It’s been a while since we last talked and honestly, I can still remember fragments of that conversation. We said
some things a whole lot of awful things to each other that led us to where we both are now. Some we regret saying, some we don’t. I believe there really is a reason for everything; and in that very moment, the truth simply had to be blurted out because we needed the space to breathe. I have said and done hurtful things to you (some you may not even know) and I just want to apologize for all of it and thank you, too, for teaching me a few things.
Thank you for teaching me that an open communication between people who are in any type of relationship is as vital as their feelings towards each other. People who love us need to be able to tell us things be it good or bad, important or spur of the moment, mundane stuff without thinking it’s stupid or irrelevant. And since it’s a two-way street, we also need to have the freedom to express our thoughts without being worried about what the other person might think and say. Sharing what you feel about each other shouldn’t be a task to tick off of your To Do list everyday. Thanks for making me realize that feelings aren’t always enough to make a relationship last and that the amount of time spent together doesn’t always define strength.
I also learned that there is a super thin line between loyalty and faithfulness and it could be just me but….People can be loyal to someone, be available for them whenever you need them and be devoted to them but only a few actually remain faithful and keep their hands in their pockets. We’re all human and giving in to temptation is a solid manifestation. It’s like the last slice of pizza and you’re there just looking at it– you know you’re already full but you’re still thinking of getting it for yourself. There are people around you but no one’s actually watching so then it’s all up to you if you’re going to indulge or leave it alone and let someone else have the heavenly sin that is pizza.

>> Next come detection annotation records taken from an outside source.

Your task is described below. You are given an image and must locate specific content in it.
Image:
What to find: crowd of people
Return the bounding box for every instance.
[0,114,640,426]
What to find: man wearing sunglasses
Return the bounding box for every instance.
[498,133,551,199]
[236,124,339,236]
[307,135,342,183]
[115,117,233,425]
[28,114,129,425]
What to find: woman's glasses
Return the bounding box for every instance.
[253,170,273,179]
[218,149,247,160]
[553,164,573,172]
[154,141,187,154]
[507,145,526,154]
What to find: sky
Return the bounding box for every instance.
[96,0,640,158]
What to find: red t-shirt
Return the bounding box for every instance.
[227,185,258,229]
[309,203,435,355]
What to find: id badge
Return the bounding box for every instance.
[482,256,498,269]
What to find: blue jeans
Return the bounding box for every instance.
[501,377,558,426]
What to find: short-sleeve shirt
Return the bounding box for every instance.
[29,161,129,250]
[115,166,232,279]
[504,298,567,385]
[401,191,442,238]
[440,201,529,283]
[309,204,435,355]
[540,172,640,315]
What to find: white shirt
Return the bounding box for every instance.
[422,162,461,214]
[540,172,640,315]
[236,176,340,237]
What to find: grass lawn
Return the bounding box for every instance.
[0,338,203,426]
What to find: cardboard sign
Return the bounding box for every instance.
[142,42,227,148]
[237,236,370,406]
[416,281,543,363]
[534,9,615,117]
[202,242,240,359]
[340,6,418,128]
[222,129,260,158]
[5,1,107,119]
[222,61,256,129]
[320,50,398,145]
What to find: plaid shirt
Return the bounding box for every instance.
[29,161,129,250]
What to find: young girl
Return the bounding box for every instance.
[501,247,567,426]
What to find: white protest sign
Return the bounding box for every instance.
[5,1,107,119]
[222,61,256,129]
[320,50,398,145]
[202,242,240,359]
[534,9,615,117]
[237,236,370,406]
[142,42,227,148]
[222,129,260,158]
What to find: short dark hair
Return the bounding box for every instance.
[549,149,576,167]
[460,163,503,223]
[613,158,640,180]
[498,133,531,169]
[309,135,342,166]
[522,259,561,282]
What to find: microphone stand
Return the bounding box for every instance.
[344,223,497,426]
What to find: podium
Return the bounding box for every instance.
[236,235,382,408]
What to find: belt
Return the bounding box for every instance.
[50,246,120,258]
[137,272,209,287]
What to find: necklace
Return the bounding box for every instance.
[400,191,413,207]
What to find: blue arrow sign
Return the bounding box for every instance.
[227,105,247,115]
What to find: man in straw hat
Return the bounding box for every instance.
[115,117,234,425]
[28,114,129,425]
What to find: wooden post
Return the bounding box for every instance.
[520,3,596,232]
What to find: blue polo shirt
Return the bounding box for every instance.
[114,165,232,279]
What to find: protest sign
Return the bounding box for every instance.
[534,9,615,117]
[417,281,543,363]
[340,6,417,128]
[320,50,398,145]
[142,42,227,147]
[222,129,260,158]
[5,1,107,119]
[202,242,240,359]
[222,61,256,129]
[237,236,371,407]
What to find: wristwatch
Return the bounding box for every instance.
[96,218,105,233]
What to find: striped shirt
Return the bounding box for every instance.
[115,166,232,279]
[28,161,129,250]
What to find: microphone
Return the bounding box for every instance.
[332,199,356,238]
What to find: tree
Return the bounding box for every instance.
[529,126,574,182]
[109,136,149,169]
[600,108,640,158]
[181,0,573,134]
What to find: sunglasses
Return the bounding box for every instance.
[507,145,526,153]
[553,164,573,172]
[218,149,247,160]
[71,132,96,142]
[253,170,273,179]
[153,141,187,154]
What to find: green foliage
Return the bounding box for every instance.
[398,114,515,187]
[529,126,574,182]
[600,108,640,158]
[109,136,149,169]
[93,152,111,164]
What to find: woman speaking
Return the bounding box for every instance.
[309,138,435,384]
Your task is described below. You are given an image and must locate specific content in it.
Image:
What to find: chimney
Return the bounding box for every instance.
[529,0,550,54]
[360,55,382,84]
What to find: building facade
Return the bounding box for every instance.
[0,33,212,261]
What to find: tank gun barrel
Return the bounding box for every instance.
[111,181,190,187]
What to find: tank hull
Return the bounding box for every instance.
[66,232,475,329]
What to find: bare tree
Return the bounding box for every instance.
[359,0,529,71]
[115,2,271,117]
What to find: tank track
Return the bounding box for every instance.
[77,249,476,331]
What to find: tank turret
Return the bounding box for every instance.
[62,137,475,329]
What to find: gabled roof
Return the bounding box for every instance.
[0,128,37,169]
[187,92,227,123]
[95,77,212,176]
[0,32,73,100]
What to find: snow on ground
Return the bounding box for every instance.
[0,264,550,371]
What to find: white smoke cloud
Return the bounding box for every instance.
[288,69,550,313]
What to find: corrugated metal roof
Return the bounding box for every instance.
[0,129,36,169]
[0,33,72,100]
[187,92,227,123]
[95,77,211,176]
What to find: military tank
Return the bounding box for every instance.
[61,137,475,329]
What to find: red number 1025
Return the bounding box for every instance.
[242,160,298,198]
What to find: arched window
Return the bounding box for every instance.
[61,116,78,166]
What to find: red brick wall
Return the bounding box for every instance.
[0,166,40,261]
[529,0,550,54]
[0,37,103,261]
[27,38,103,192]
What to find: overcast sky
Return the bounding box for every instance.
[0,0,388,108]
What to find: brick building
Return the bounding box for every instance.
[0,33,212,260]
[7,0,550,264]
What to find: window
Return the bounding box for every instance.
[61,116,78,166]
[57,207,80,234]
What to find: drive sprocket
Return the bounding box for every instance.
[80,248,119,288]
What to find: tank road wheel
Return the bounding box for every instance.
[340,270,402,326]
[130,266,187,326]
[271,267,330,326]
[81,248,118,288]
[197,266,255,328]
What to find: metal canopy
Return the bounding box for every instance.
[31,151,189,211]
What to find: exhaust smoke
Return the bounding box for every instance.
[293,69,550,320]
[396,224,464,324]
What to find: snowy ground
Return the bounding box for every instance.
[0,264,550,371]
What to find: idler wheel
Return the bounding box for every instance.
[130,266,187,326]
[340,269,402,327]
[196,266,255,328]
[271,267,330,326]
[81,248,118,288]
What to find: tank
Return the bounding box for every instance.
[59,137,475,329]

And out of all the things that didn’t make the cut, the most important thing I’ve learned throughout this whole process is this: We can play safe and be ordinary in other things like washing the dishes, choosing crappy beer at the store and buying cheap wine, but I think love shouldn’t be one of them. If it doesn’t make you crazy or at least make your insides tingle then I don’t know what you’re still doing. I simply don’t know how I can stress this enough….if we are in a relationship with someone but there’s no fire or even a spark and being with them feels like a chore, then we’re merely just a breeze when we could always be a cyclone. It may not always leave us in cloud 9; it could destroy us and everything we hold close to us, but isn’t true love worth all the damage?
Thank you for teaching me this in your own way.